Baby’s First Office Hour

The voice I’ve heard the most lately is that of my GPS. I got tired of the  Australian guy who kept blurting out random things as though he had Tourette Syndrome or something. And sometimes he lied: “Traffic ahead” when there wasn’t, or “Turn left here” when I would have ended up in a ditch.  He kept calling freeway exits “slip roads” instead of “off-ramps.” I fired him in favor of a blunt, fickle American woman who seems to disagree with him about everything, from terminology to proper routes. “Stay in the left lane and take the right exit in one mile,” she told me this morning. “Stay in the left lane and take the right exit in point-six miles,” she said twenty seconds later. Shortly after, she sharply commanded me to stay in the right lane and take the left exit in 600 feet. This is problematic when you’re going 70 in heavy traffic.

I’m in a motel in Mountain View. I see no mountains. Nonetheless, I’ll be in a hotel in Mountain View for three days a week till the end of June. As I left my house this morning, I heard myself say, “I hate my life.” I particularly hate leaving my baby, all the harder when we’re counting down till when they move back to their house later this month. Waaaah.

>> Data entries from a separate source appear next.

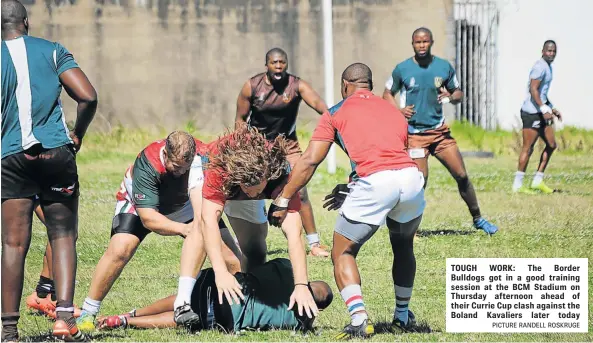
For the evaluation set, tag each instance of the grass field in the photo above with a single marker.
(557, 225)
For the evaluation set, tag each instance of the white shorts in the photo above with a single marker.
(397, 194)
(253, 211)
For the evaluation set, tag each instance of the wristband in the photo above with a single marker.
(281, 202)
(545, 109)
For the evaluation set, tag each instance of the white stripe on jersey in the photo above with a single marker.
(18, 53)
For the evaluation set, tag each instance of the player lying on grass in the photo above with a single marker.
(161, 193)
(241, 170)
(386, 188)
(267, 290)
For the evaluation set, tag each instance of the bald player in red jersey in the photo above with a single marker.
(270, 102)
(386, 188)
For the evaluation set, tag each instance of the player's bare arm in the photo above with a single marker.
(534, 91)
(296, 252)
(299, 177)
(243, 105)
(226, 283)
(311, 97)
(454, 95)
(389, 96)
(407, 111)
(158, 223)
(80, 89)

I’m finishing the microwaved leftovers of the delicious mac and cheese casserole that Jason made last night. Now I’m going to eat peanut M&Ms because I’m feeling sorry for myself that the man at the reception desk didn’t challenge that I qualify for the senior citizen rate.

I asked the assistant to the dean of the Language Arts Department at Foothill College if he knew of any good, cheap motels in the area. This handsome young man just stared at me, appalled. As I tried to recover from the resulting helpless laughter he chastised, “I hardly know you.”

Yesterday was my first day of my new Advanced Grammar class at Foothill. To introduce myself, I like to play a guessing game on the first day. I clumped my thirty-five students into smaller groups and asked them which of the following was a lie: I won a national Irish dance championship, I worked in South Africa, I used to produce radio documentaries, I’ve gone skydiving, and I got my undergraduate degree in photography. Only one group picked the right answer. Several doubted I’d ever could have worked in radio. When I asked why not, one said, “Because you have such a strong accent.”

Do you know how many people 35 people is? A shiteload when they’re all listening to you and anticipating wisdom and knowledge and probably a little entertainment. I have my first office hour tomorrow morning. Tomorrow I’m likely to write a tragic tale called, The Loneliest Office Hour Ever.

It is a very strange thing to be called “Professor Allison” so I told my students they can call me by my first name. (Josephina.) My students are from Ethiopia, Brazil, Hong Kong, Taiwan, Guinea, Mexico, Moldova, China, Sweden, Iran, Turkey, Japan and Azerbaijan. I think  that’s all.

I gave Emmy her first tattoo to surprise her parents.

One comment

  1. Dear Josephina,

    “I asked the assistant to the dean of the Language Arts Department at Foothill College if he knew of any good, cheap motels in the area. This handsome young man just stared at me, appalled. As I tried to recover from the resulting helpless laughter he chastised, “I hardly know you.””
    This pleases me to no end.

    Ask your Moldovan student if they’re happy. No, wait, don’t. Remind me to read you that book I recently finished reading.

    I have nothing else to say, but if there’s anything you’d like to know about ornamental plants, do ask.